Aku berpikir keras saat ini. Aku mencoba memecahkan sendiri permasalahan mereka bertiga. Tentang Rima dan Rafli yang sama-sama terjerumus dalam sebuah kesalahan. Pasti itu sebuah kesalahan yang besar. Tidak mungkin masalah kecil menyebabkan semuanya berantakan. Tentang Liona dan Rafli, aku tahu Liona membenci Rafli atas alasan kuno yang diucapkan Rafli. Tentang Arya dan Rima, bukan karena tak ada cinta penyebab mereka berpisah, tapi sebuah kesalahan.

"Aku mengerti, Arya," ucapku membuat Arya menoleh dengan sigap.

"Apa yang kau mengerti?" tanyanya dingin.

"Sebuah kesalahan yang dibuat Rafli adalah menjadikan Rima haknya. Hak yang kau maksud itu sesuatu milikmu. Jadi, Rafli menjadikan Rima miliknya dengan cara bersetubuh dengannya." Arya tercengang.

"Ta...."

"Aku belum selesai bicara, Arya. Tolong diamlah!" Arya akhirnya mengatupkan mulutnya dan mendengarkan ucapanku selanjutnya. "Rafli melakukan kesalahan itu tanpa ia sadari, artinya ada seseorang di balik masalah kalian, yaitu orang yang dengan sengaja membuat mereka melakukan dosa itu. Seseorang yang iri atas cinta kau dan Rima atau cinta Rafli dan Liona. Orang itu mungkin saja dengan sengaja mencampurkan obat atau apapun itu pada minuman mereka yang membuat mereka melakukan dosa itu." Arya kembali tidak percaya dengan ucapanku, tapi aku tetap melanjutkan perkataanku. "Tentang Rima yang meninggalkanmu, dia sengaja. Dia tidak mungkin kembali padamu, setelah hakmu di rampas oleh Rafli. Lalu Rafli, dia meninggalkan Liona dengan cara yang sama dengan Rima, mungkin saja dia berpikir Liona akan marah atas perbuatannya."

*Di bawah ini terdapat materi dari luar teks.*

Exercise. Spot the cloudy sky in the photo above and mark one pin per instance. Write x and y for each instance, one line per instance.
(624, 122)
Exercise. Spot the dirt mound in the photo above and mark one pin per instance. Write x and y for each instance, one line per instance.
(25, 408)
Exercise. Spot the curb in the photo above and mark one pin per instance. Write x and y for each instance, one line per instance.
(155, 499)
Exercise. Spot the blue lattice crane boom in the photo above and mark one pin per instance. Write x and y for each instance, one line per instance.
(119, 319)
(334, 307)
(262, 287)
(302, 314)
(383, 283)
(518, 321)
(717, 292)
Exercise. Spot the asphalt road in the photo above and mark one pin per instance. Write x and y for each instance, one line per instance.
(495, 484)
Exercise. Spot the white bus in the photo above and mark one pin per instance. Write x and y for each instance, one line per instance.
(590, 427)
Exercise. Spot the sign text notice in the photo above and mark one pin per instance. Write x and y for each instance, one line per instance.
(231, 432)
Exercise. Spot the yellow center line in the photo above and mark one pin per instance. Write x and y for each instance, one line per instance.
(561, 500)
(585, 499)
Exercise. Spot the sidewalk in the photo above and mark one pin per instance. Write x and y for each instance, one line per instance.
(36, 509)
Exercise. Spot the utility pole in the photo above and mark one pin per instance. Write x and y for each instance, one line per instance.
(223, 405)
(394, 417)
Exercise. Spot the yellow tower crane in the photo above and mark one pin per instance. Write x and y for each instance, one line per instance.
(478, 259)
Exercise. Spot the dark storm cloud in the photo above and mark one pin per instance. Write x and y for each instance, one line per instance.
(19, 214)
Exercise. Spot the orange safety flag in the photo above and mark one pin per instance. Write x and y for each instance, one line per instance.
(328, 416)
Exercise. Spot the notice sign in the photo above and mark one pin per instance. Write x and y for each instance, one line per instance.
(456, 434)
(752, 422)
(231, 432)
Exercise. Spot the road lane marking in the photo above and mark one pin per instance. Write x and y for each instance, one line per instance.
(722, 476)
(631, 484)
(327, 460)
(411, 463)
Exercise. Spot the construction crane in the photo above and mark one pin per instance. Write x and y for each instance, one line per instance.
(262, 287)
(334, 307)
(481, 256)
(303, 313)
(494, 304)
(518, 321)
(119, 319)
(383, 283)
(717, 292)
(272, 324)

"Nadin, cukup!" Arya terlihat lemas, kini ia terduduk sambil mengusap wajahnya gusar. Aku berjongkok agar bisa menatapnya.

"Ada apa? Aku belum selesai bicara."

"Rafli memang melakukan dosa itu di sebuah hotel, tempat semua teman Rafli dan Liona berpesta. Saat itu Liona berulang tahun. Rima diundang ke sana, tapi ia tidak memberitahuku karena aku sedang ada kelas. Rima menginap di sana, di kamar yang sama dengan Liona. Lalu paginya, Liona tidak ada, yang ada di sampingnya adalah Rafli."

"Dan alasan mereka meninggalkan kalian?"

"Kau benar, Nadin. Mereka tidak ingin aku dan Liona menerima kesalahan mereka."

"Satu lagi, Rafli menuduhmu membunuh Rima, karena menurutnya kau yang menghukum Rima atas kesalahannya. Padahal faktanya, kau yang hendak menolong Rima atas penyesalannya, kau meminta Rima untuk tidak bunuh diri di dermaga ini, tapi Rafli melihat hal sebaliknya."

Arya mendongak, "Aku tidak percaya pemikiranmu bisa sampai ke situ."

"Kau yang bilang jika aku cerdas bukan?"

"Kau memang cerdas, Nadin. Jadi, aku ingin memintamu untuk mencari tahu siapa penyebab Rafli dan Rima berbuat dosa dan siapa yang membuat Rima menyerah pada takdir. Karena yang aku tahu, Rima telah menyetujui untuk menikah dengan Rafli. Tapi pada hari pernikahannya itu, ia malah ke sini."

"Akan kulakukan, sekarang bangunlah! Ini sudah tengah malam, aku sudah mengantuk."

"Terima kasih, Nadin!" Aku hanya tersenyum dan mengulurkan tangan pada Arya agar ia bangkit dari duduknya.

Setelah sampai di mobil, aku mengirim pesan yang berisi keputusanku pada Liona.

Nadin : Aku tidak akan berhenti untuk menyakiti para pria, Liona.